Martina Knitter ist seit 2019 Einrichtungsleiterin in Tönebön. Sie ist überzeugt von dem Konzept: Sie sei seit über 30 Jahren in der Pflege; vor 15 bis 20 Jahren habe sie noch keine Vision für eine Einrichtung diese Art gehabt. Sie sagt: "Wir räumen das aus dem Weg, was die Menschen hier in Gefahr bringen könnte." Und seien es die Äpfel an einem Baum, die eine an Diabetes-erkrankte Bewohnerin nicht essen dürfe. Tönebön lasse die Pflegebedürftigen zur Ruhe kommen, ohne sie auszubremsen, erläutert Knitter weiter.
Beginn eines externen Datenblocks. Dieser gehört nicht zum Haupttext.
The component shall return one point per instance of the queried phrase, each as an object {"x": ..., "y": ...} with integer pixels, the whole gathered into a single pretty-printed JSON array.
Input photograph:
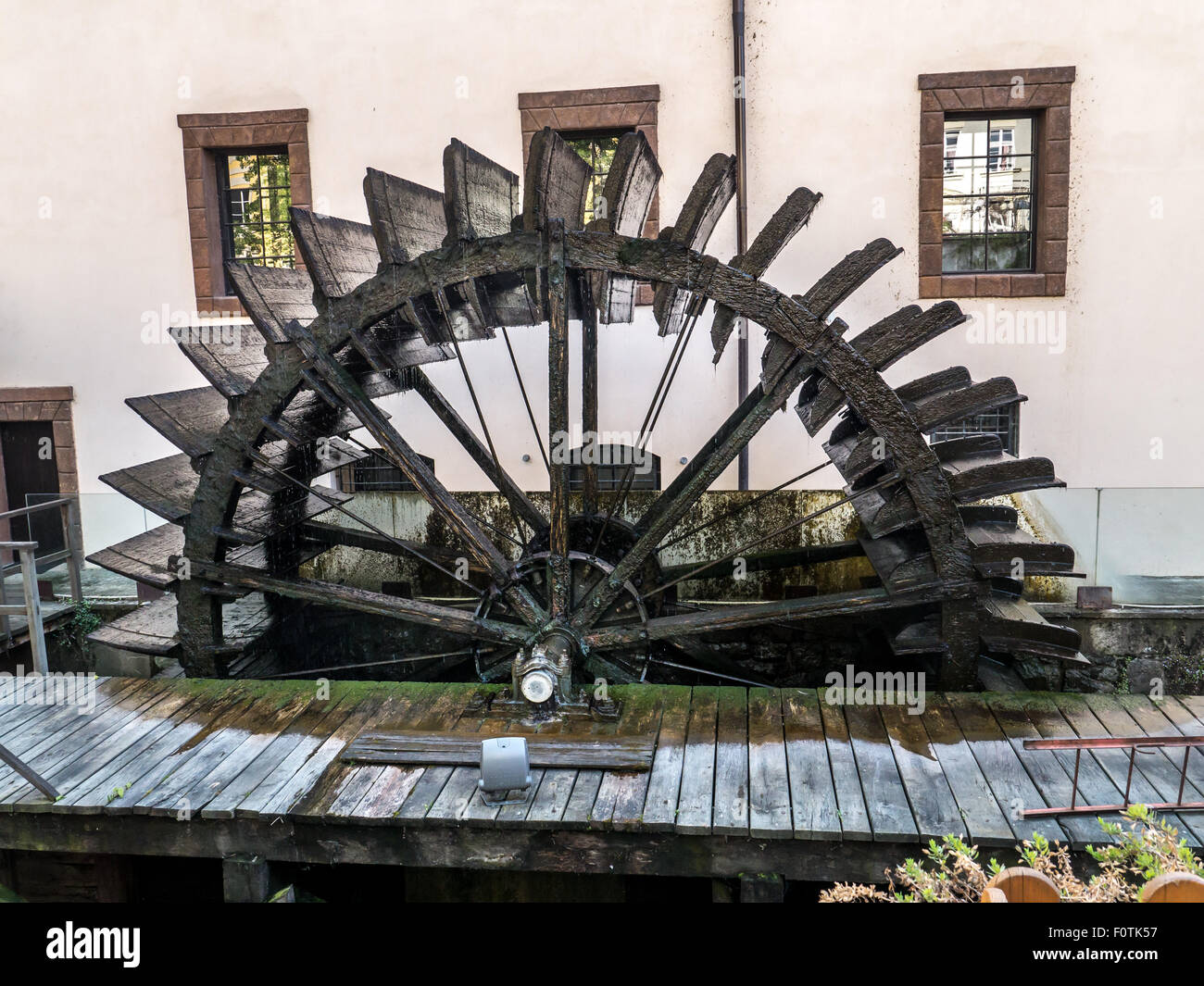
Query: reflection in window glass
[
  {"x": 986, "y": 212},
  {"x": 256, "y": 196}
]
Immer mehr Menschen erkranken an einer Demenz
Trotz der kontoversen Diskussion um "Demenzdörfer" ist die Warteliste für solche Einrichtungen wie Tönebön lang. Seit 2018 gibt es zwei weitere "Villen" aufgrund des hohen Bedarfs an Pflegeplätzen. In Deutschland sind derzeit 1,8 Millionen Menschen demenziell erkrankt, davon rund 160.000 in Niedersachsen - Tendenz steigend. 2050 sollen bis zu 2,8 Millionen Menschen von Demenz betroffen sein. Das stellt Pflegeeinrichtungen vor Herausforderungen, nicht nur personell. In Tönebön am See bleiben die Bewohnerinnen und Bewohner in der Regel bis zum Schluss, bis ihre Welt ganz verschwindet.